Angela Francke, Technische Universität Dresden

Der Verkehr, insbesondere der motorisierte Individualverkehr, trägt maßgeblich zum Ressourcenverbrauch bei. In der Wissenschaft, aber auch in der breiten Bevölkerung ist die ernstzunehmende Existenz der negativen Auswirkungen des Verkehrs, wie Lärm und Emissionen, und die Notwendigkeit von verkehrspolitischen Maßnahmen inzwischen anerkannt (vgl. Bartels/Nelissen 2002). Ein weiteres Wachstum im Verkehrssektor ist wenig möglich oder wünschenswert, da die gesetzten Umweltschutzbestimmungen, ein kaum ausbaubares Verkehrs-netz und stagnierende Investitionen in diesem Bereich Grenzen setzen (vgl. Stockmann 2001).

Von den vier von Schlag (1998) klassifizierten Strategien zur Veränderung des Mobilitäts- und Verkehrsverhaltens (Enforcement, Engineerung, Education und Encouragement/Economy) sind in diesem Zusammenhang vor allem letztere, die preispolitischen Maßnahmen und hier insbesondere die Einführung von Straßenbenutzungebühren, in der Diskussion. Differenzierte Preissysteme werden in zunehmendem Maße genutzt, um das Mobilitätsverhalten der Nutzer zugunsten der sozialen Wohlfahrt zu beeinflussen und der bestehenden Infrastruktur anzupassen. Nach der ökonomischen Theorie sind optimale Preissysteme hoch komplex und stark differenziert und berücksichtigen zahlreiche nutzerspezifische Aspekte, da jeder Verkehrsteilnehmer einen Tarif entsprechend seiner maximalen Zahlungsbereitschaft zahlt. Die Nutzer hingegen sind nicht in der Lage oder dazu motivisiert solche ökonomisch besten Preissysteme nachzuvollziehen und zu verstehen, so dass im Endeffekt nicht die gewünschten Verhaltensanpassungen erzielt werden (vgl. Bonsall et al 2007).
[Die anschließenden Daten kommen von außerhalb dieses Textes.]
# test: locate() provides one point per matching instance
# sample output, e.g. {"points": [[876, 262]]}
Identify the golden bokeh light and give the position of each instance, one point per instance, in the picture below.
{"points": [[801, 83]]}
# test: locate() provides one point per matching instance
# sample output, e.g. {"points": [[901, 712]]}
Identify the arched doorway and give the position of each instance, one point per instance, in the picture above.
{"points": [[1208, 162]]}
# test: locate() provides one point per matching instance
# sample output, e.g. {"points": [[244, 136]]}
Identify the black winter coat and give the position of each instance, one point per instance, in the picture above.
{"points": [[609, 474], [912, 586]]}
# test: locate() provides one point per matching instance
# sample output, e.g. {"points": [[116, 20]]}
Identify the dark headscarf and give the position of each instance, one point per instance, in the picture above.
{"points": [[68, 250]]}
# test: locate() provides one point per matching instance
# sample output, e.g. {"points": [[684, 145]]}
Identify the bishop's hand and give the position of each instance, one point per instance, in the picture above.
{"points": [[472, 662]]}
An dieser Schnittstelle zwischen Ökonomie und Psychologie wird in der Dissertation angesetzt, um interdisziplinär die Erkenntnisse beider Gebiete zu vereinen. Bisherige Forschungen (vgl. Rößger et al 2008, Hoffmann et al 2006) haben gezeigt, dass kognitive, motivationale, personen- und situationsbezogene Faktoren die Reaktion auf Preissysteme beeinflussen. Mit Hilfe von Befragungen in Kombination mit Computerexperimenten, die verschieden komplexe Preissysteme simulieren, sollen die Nutzerreaktionen erhoben und anschließend statistisch ausgewertet und verglichen werden. Ziel der Dissertation ist es, Rückschlüsse zu ziehen, wie ein nutzergerechtes Preissystem aufgebaut werden muss, um die gewünschten umwelt¬freundlicheren Verhaltensanpassungen zu erzielen und damit eine gerechtere Verteilung der verursachten negativen externen Effekte zu gewährleisten. Dadurch kommt es auf längere Sicht zu einer effizienteren Nutzung der Ressourcen Umwelt und Infrastruktur sowie einem Anstieg der gesellschaftlichen Wohlfahrt.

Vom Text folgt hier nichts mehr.